AI Savvy Students, Part 3: Use vs. Misuse
AI Savvy Students, Part 3:
Use vs. Misuse, The Stoplight Analogy
AI decisions live in the gray. A simple “yes/no” policy rarely covers every subject and task. The stoplight model gives students clarity while leaving you room to teach.
Red Light: Hard no’s (misuse)
Copy/paste submissions. AI produces the text; the student submits it as their own.
Fabricated citations or evidence.
Bypassing the learning target. Example: using AI to write a creative piece in a class where the target is crafting original prose.
Concealed use. If AI meaningfully shaped the work and the student hides it, that’s a red light even if the content is decent.
Response: zero for the task product, restorative redo with a process focus (drafts, oral defense, verification log), and re-teaching of expectations.
Yellow Light: Context matters
Tooling that supports mechanics (e.g., Grammarly) in classes where the target is historical reasoning, not comma usage.
Tutor-style assistance when stuck. If the student can show learning—what changed and why—yellow can move to green.
Brainstorming with constraints. Generating topic lists or outlines is fine if the student owns the content and structure afterward.
How to manage yellow:
Declare allowed/limited uses per assignment.
Require short disclosures and process artifacts.
Provide “use this, not that” examples (e.g., “Ask for feedback on your thesis, not a finished paragraph.”).
Green Light: Strong, supported uses
Brainstorming and ideation. Perspectives, counterarguments, guiding questions.
Scaffolded planning. Turning success criteria into checklists or timelines.
Feedback on student-written drafts. Clarity, organization, tone, and next-step suggestions.
Targeted practice and review. Problem sets, flashcards, quiz questions—verified and aligned to class notes.
Image creation for learning artifacts. Visuals to illustrate concepts or design prototypes, accompanied by captions and reflections.
Stories that stick
Grammarly case: A strong writer accepted every suggested rewrite; the paper no longer sounded like her. The fix? Return to the original draft, apply selected changes, and reflect on choices. Yellow becomes a teachable green.
AP History vs. AP Lit: In APUSH, grammar tools may support argument clarity (green). In AP Lit, where style and sentence craft are the target, the same tool could be limited or off (yellow/red).

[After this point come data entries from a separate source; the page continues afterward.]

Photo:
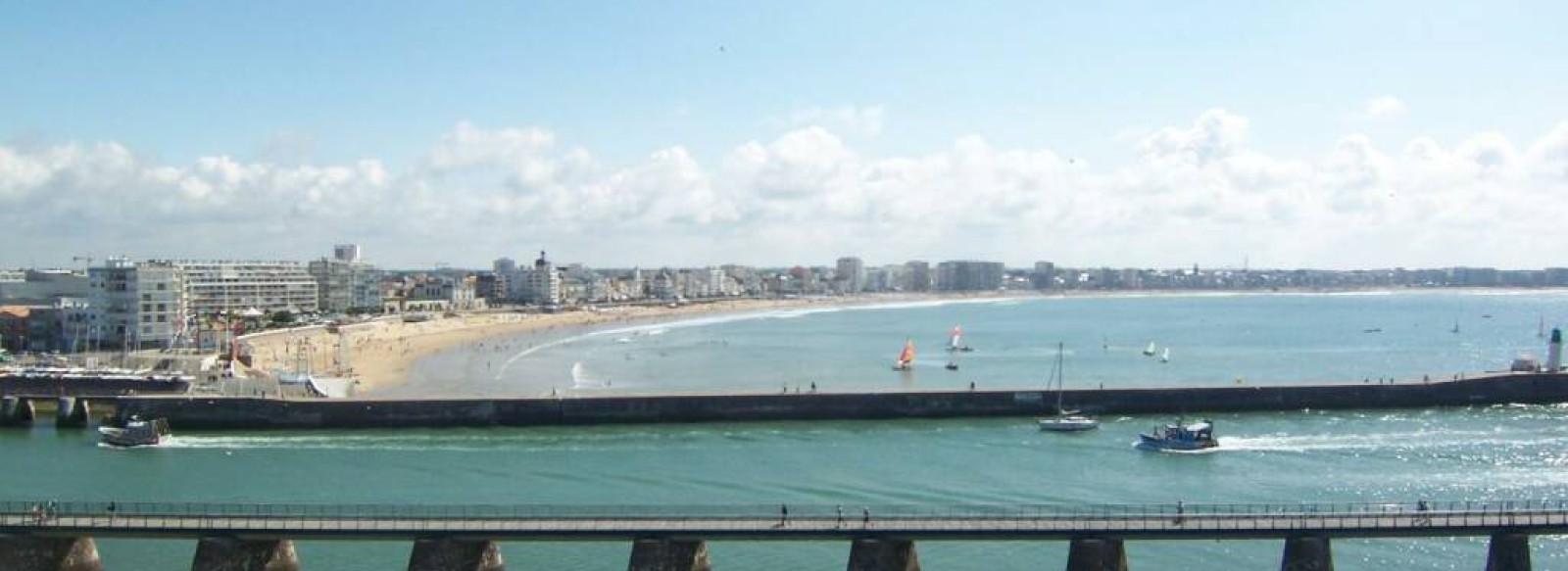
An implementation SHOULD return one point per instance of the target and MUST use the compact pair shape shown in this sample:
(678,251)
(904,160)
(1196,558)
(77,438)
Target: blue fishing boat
(1180,437)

Context is king.
Make it visible for students
Post a simple chart and reference it often:
Red: Copy/paste, fabricated sources, hidden use.
Yellow: Brainstorming, grammar help, tutor prompts, only if allowed and disclosed.
Green: Idea generation, planning, feedback on drafts, verified practice.
Assessment tweaks that support the model
Add “process evidence” points (prompts, drafts, change notes).
Use quick oral defenses to confirm understanding.
Score reasoning and evidence higher than polish.
The stoplight doesn’t solve every edge case, but it gives students language for making good choices, and it gives you a consistent way to coach rather than simply police.